(April 26, 2019) Future students and staff of Worcester County Public Schools will get a blast from the past when they open a time capsule, which was filled and sealed during last Tuesday’s Board of Education meeting, in 50 years.
Carrie Sterrs, coordinator of public relations and special programs for Worcester County Public Schools, said the time capsule was created for the district’s 150th anniversary to honor the past, present and future.
“The installation of a time capsule was one of those forward-thinking ideas, and we couldn’t be happier with how it has turned out,” she said.
Student representatives, board of education members and Superintendent Lou Taylor participated in filling the time capsule. Sterrs said each student brought two items, ranging from yearbooks to car chargers.
William L. Gordy, president of the board of education, put a photo of the board in the time capsule, and Taylor contributed a letter, Sterrs said.

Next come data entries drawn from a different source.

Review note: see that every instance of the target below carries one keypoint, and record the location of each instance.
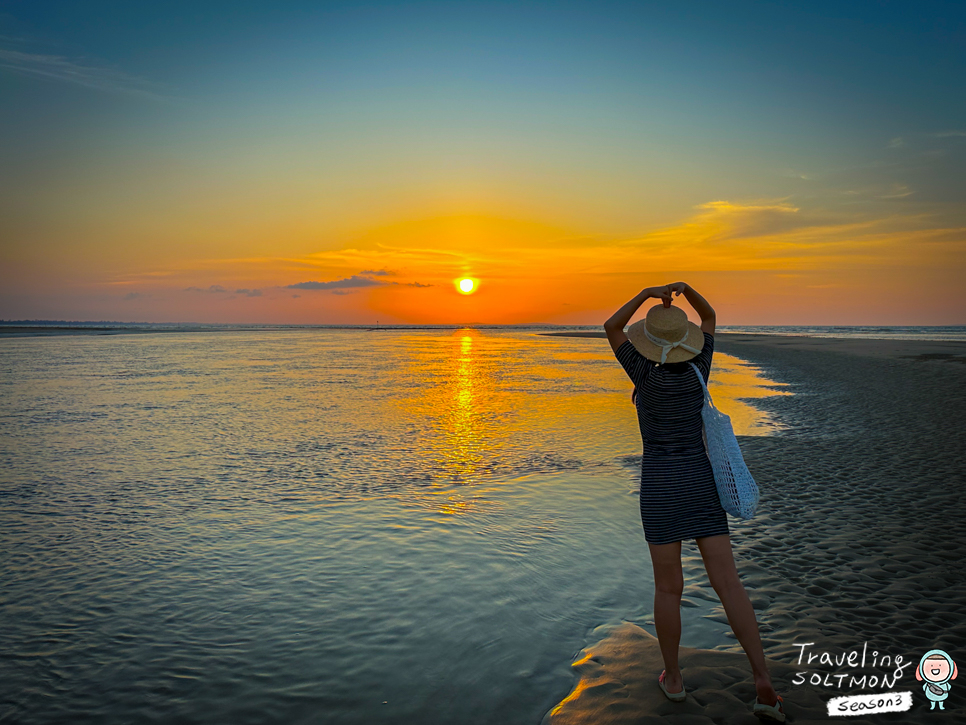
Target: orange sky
(357, 179)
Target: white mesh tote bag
(736, 488)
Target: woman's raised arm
(699, 303)
(614, 327)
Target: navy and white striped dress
(679, 499)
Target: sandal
(769, 712)
(672, 696)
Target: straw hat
(666, 335)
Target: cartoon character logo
(937, 669)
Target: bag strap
(704, 387)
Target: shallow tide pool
(321, 526)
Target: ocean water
(321, 526)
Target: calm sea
(320, 526)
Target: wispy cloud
(353, 281)
(215, 289)
(59, 68)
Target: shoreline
(856, 538)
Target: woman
(679, 499)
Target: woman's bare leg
(719, 562)
(668, 585)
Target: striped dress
(679, 499)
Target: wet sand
(857, 540)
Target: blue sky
(606, 120)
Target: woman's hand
(662, 293)
(678, 288)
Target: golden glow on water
(732, 382)
(486, 399)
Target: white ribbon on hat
(666, 346)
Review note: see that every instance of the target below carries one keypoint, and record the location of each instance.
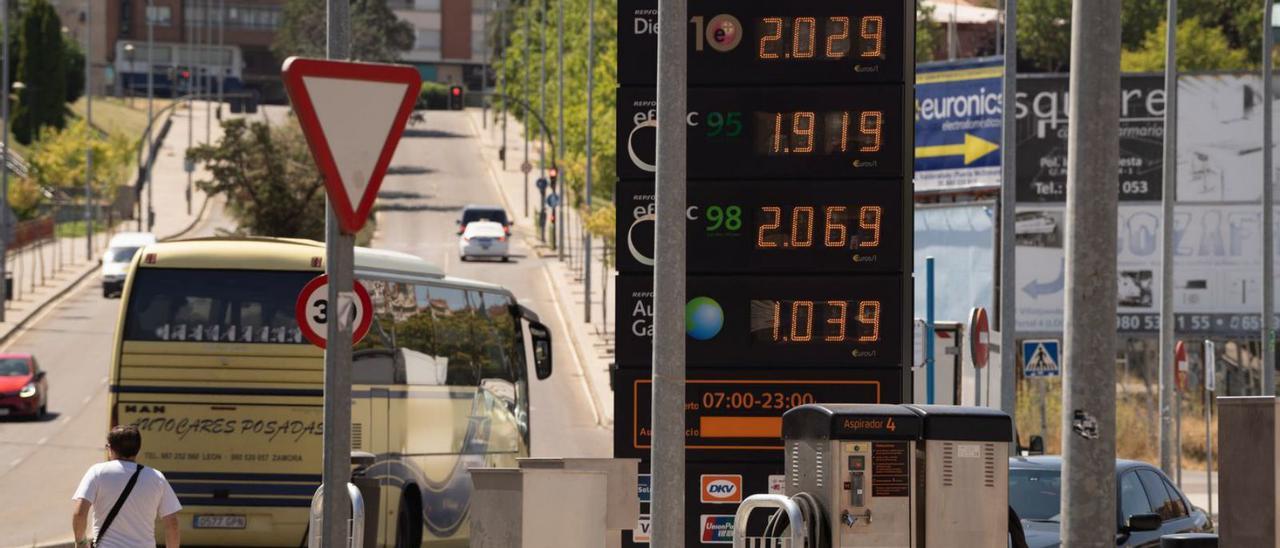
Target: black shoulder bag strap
(119, 502)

“While many of us won’t be around when the capsule is opened 50 years from now, those present will be able to look back and reflect on the school system’s past with very clear memories of this anniversary year,” Taylor said.
Worcester Technical High School Principal Tom Zimmer said his school included a Maryland Skills USA gold medal and a list of this year’s medal winners from the school.
“It was a great idea on the 150th anniversary of the school system,” he said. “It’s neat that it will be opened up in 50 years.”
Several school officials praised H. Clay Reister’s craftsmanship in making the time capsule, including Zimmer.
“Thank you Mr. Reister for your hard work in creating a lasting memory for the Worcester County School System,” Zimmer said in a Facebook post.
Reister, an interactive media instructor at Worcester Technical High School, said he appreciated the opportunity to contribute to the school district in this way.
The time capsule is made of birch veneered plywood and poplar boards, he said, and is about 28 inches tall by 18 inches wide.
The now-sealed time capsule will be featured in the lobby of Board of Education’s office in Newark.
“That space also has a significant number of exhibits concerning the original 1953 function of that building which was the county’s segregated high school,” Reister said. “It’s a good space to rekindle any visitors’ awareness of the importance of education and the importance of wholeness in our community.”